4 p.153 Externalism makes the acquisition of knowledge too easy?
     Full Idea: Internalists say that externalism is inadequate because it makes the obtaining of knowledge and justified beliefs too easy
     From: Hamid Vahid (Externalism/Internalism [2011], 4)
     A reaction: This looks like a key issue in epistemology. Do children and animals have lots of knowledge, which they soak up unthinkingly, or do only thinking adults really 'know' things?

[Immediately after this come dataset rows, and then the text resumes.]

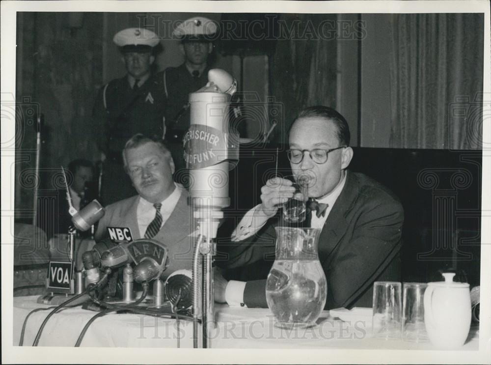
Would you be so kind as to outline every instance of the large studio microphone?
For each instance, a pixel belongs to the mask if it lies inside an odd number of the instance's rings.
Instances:
[[[208,71],[208,83],[190,94],[190,129],[183,139],[189,169],[189,203],[198,225],[192,266],[193,346],[198,347],[201,319],[204,348],[210,346],[214,327],[212,257],[221,210],[228,206],[228,171],[238,159],[239,139],[231,138],[229,107],[237,81],[223,70]],[[201,286],[202,285],[202,290]],[[202,317],[202,318],[201,318]]]
[[[66,200],[68,202],[68,213],[72,216],[72,223],[75,227],[82,232],[88,230],[93,225],[95,224],[104,216],[106,210],[97,199],[94,199],[80,211],[77,211],[73,206],[72,197],[68,190],[68,183],[67,182],[65,169],[61,167],[63,176],[65,177],[65,187],[66,189]]]

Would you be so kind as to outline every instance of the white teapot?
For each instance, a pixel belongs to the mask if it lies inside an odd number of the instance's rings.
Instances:
[[[464,345],[470,329],[470,294],[466,282],[454,282],[455,274],[442,274],[444,281],[429,282],[425,291],[425,326],[435,346],[455,349]]]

Why not have degrees of knowledge?
5 p.154 Maybe there is plain 'animal' knowledge, and clearly justified 'reflective' knowledge
     Full Idea: There is a distinction between 'animal knowledge' (which requires only apt belief), and 'reflective knowledge' (requiring both apt and justified belief).
     From: Hamid Vahid (Externalism/Internalism [2011], 5)
     A reaction: [He cites Sosa 1991] My inclination (Idea 19711) was to think of knowledge as a continuum (possibly with a contextual component), and this distinction doesn't change my view, though it makes the point.